Ben Bernanke, in a speech today, addressed this criticism directly:
What are the terms at which the central bank should lend freely? Bagehot argues that "these loans should only be made at a very high rate of interest". Some modern commentators have rationalized Bagehot's dictum to lend at a high or "penalty" rate as a way to mitigate moral hazard--that is, to help maintain incentives for private-sector banks to provide for adequate liquidity in advance of any crisis. I will return to the issue of moral hazard later. But it is worth pointing out briefly that, in fact, the risk of moral hazard did not appear to be Bagehot's principal motivation for recommending a high rate; rather, he saw it as a tool to dissuade unnecessary borrowing and thus to help protect the Bank of England's own finite store of liquid assets. Today, potential limitations on the central bank's lending capacity are not nearly so pressing an issue as in Bagehot's time, when the central bank's ability to provide liquidity was far more tenuous.
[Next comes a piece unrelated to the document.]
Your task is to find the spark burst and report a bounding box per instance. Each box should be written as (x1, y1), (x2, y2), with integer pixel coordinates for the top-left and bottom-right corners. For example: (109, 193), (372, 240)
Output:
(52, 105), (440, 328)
I'm no expert on Walter Bagehot, and in fact I admit I've never read Lombard Street. But I'll trust in Bernanke as an economic historian on this one, unless and until someone else makes a persuasive case that Bagehot's penalty rate really was designed to punish the feckless rather than just to preserve the Bank of England's limited liquidity."
I believe that Bob Murphy is correct. I believe that is has to do with the way you view the Productivity Numbers. You say that workers are holding out. I say that Employers are Proactively laying workers off in anticipation of the depth of the downturn. In other words, the layoffs are exceeding the fall in demand. Hence, a temporary rise in productivity. My evidence amounts to quite a few posts showing that this is exactly what employers and employment experts are now saying is happening. Remember, I said that this would happen months ago. A Proactivity Run is a consequence of a Calling Run. These are my own terms for Fisher's Debt-Deflation, which I think is turning out to be a very useful model for what's happening. Based on Fisher, I also predicted a Savings Spree which is now occurring as well.
The current numbers are in line with what I said, only worse. I too thought that GDP would only go down 1%. The real fall is very worrying, because for me it means things are moving faster than Fisher's view would indicate. This is more like falling dominoes. If the projections were using unemployment numbers, then I see that the real drop is less than the drop expected given unemployment. Hence, more evidence that jobs are being shed far ahead of the actual amount of the downturn. Having said all this, I ,quite frankly, find these numbers more dubious than most as a general rule. They are useful, but no more. I admit to not being an economist. I'm just a citizen trying to understand the world. I have to admit that your productivity point does seem important, even though I disagree on what it means.
By the way, I enjoy any comments that help me understand these issues.